Because Tlert is simply an interface, and not a replacement, for the built-in Messages app, all your sent and received texts are still stored in the Messages app and can be accessed any time. If you do ignore a Tlert alert by tapping the red close orb, you can still access the text message by just opening the iPhone Messages app like normal.

Tlert is smart enough to realize when you are viewing a conversation in the Messages app, and receive a reply; it won’t display the Tlert chat bubbles if the current conversation is open.

You can also rotate the screen and Tlert will rotate to a landscape keyboard for easier typing (though for some reason, I’m actually more proficient on the regular keyboard than the wider version…go figure). And if you hold down on the Tlert message bubble for one second, it will call the person back.

It always seems like I receive a text message while I’m right in the middle of doing something else on my iPhone. But since text messages are usually responded to immediately, I end up closing out of whatever I was doing to take care of the message. Then I have to re-launch the app I was in, and try to remember where I was or what I was doing. Or I would simply close out the alert, and then later forget about the text and not respond.

Tlert makes the process of responding to text messages in real-time as streamlined as possible. Tlert is a very small, lightweight app, and so doesn’t slow down the iPhone or the normal Messages app at all. I’ve found the app to be very stable, and have not experienced a crash or other issue with it as of yet (knock on wood).

Tlert can be downloaded from the Rock installer, or via Cydia in the Rock Your Phone repository. It usually retails for $7.99, but is on sale for only $4.99 for an undetermined time. There is also a one-week preview period, so you can try it out and see if it works for you.

Continue reading:

TAGS: , , ,




  • Woods

    Nice review. Check out BiteSMS which has a similar function called Quick Reply. You can also "Quick Compose" while any app is open by clicking the volume ringer. This is the primary reason why I jailbreak – pain free text messaging.

  • HELLO… APPLE…… THIS SHOULD BE A FEATURE OF THE PHONE… IT'S YOUR MESSAGING APP. As such, background operation of the SMS reply function wouldn't be accessed by an outside programmer.

  • Jeremy

    I use iRealQuickSMS from Cydia. It works equally as well but will also allow you to initiate a message in several ways including pressing a volume key and then tapping the volume icon on the screen. From here you can both text and call people. Also works from lockscreen if desired.

  • It's apps like this that make me want to jailbreak. I am too unlucky to try and jailbreak my phone. Something would go wrong…..

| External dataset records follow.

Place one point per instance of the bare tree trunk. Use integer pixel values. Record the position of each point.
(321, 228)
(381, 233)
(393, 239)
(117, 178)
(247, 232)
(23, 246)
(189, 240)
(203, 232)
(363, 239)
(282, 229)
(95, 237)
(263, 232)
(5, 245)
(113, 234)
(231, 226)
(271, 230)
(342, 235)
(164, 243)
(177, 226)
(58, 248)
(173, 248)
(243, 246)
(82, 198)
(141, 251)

    • It actually isn't that hard if you follow the instructions. If you've already installed 3.1, you need to wait. When I jailbroke, the hardest part was getting the device into DFU mode (Device Firmware Upgrade). Timing issues. But lack of functionality of the platform (Appleitarianism) is the reason why people jailbreak. Something as simple as letting me install my own SMS tones. Turn wifi on and off without having to go thru the settings (SBSettings). Sooner or later, the Warden will have to work with his charges. Or people will keep trying to escape.

  • @ssschmidt but is it not true jailbreaking slows the performace such as speed & overall performance. But on the other hand, I have read on Just Another iPhone Blog that it has run smoothly for them. I agree just customizing SMS tones is worth it. Don't know…. Anybody else think I should jailbreak???

    • With regards to speed – When I had winterboard installed (Think Themes for iphone), things did run slower. Also, I have heard that applications that allow programs to run in the background (one such application is "Backgrounder", you can take a speed hit. Also, it is possible to run out of system usable memory if you put too many gadgets in. Read up on any apps that you think you would like (Google search, or here), or ask if there's a specific application. As far as should you? I believe that there is a standard "disclaimer" on jailbreaking programs. But too many people do it for it to be too dangerous. "Insert standard disclaimer here".
      And again, if you updated to 3.1, you will have to wait until the new version comes out. It will probably be posted here.